In another tweet, Elon wrote, “But was he fired? No, you can’t be fired if you weren’t working in the first place!”
Elon also tweeted that Haraldur confronted him in public to get a “big payout,” saying that Haraldur has a “prominent, active” Twitter acount. “From what I’ve been told, he’s done almost no work for the past four months, middle-management or otherwise,” the CEO added.
Haraldur, though, said he did his assigned tasks — “every one of them” — while living with muscular dystrophy.
Responding to Elon’s claims, Haraldur posted a Twitter thread on Tuesday to talk about his condition, saying that he has muscular dystrophy and started using a wheelchair 20 years ago, when he was 25. “In that time, the rest of my body has been failing me, too,” he wrote. “I need help to get in and out of bed and use the toilet.”
He went on: “I’m not able to do manual work (which in this case means typing or using a mouse) for extended periods of time without my hands starting to cramp. I can, however, write for an hour or two at a time. This wasn’t a problem in Twitter 1.0 since I was a senior director, and my job was mostly to help teams move forward [and] give them strategic and tactical guidance.”
Haraldur also said that in his work for “Twitter 2.0,” he talked to his manager every week to ask what to focus on. “And then I proceeded to do those things,” he wrote. “Every one of them.”
As The Daily Beast reports, Haraldur worked for Twitter since February 2021, when he sold Ueno, his digital brand agency, to the social-network company.
Haraldur mentioned that Ueno era in his Twitter thread on Tuesday as he addressed Elon’s claim that he’s independently wealthy. “I worked a lot,” he wrote. “[Ueno] didn’t do my body any favors, but it’s what I felt I needed to do. The hard work paid off, and the company became very successful. We grew fast and made money. I think that’s what you are referring to when you say independently wealthy? That I independently made my money, as opposed to, say, inherited an emerald mine.”
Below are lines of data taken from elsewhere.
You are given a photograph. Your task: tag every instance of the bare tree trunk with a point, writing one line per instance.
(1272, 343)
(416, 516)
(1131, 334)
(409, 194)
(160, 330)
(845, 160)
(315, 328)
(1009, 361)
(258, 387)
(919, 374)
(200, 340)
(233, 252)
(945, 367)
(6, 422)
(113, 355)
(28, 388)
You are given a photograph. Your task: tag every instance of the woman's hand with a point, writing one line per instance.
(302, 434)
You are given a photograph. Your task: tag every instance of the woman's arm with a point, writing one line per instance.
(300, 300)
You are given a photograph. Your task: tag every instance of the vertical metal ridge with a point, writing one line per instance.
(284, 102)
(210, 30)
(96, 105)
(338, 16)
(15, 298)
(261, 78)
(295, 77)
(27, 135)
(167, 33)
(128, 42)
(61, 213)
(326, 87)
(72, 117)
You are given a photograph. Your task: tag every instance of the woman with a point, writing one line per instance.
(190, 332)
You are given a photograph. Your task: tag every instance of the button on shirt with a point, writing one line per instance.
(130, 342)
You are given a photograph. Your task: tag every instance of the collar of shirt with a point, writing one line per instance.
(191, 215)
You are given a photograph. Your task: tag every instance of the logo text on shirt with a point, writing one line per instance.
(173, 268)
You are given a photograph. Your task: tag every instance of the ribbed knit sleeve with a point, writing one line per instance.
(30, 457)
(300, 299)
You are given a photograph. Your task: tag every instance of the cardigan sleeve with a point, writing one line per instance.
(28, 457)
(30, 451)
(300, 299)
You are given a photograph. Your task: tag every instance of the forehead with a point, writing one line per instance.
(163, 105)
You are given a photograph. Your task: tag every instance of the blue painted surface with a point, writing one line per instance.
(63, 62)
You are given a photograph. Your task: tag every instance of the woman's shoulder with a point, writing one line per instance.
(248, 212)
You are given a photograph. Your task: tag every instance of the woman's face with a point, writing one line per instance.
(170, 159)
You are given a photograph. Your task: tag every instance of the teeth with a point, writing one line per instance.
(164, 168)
Joshua Erlich, an employment and civil rights attorney, gave his thoughts about Elon and Haraldur’s dispute to The Daily Beast. “Musk’s ‘the reality is’ tweet reads like Musk looked up this employee’s human resources file and is tweeting out the company’s internal reasoning for the termination,” he said. “That reasoning seems pretty problematic, and it would be more than enough to carry [a] disability discrimination or failure to accommodate case deep into litigation.”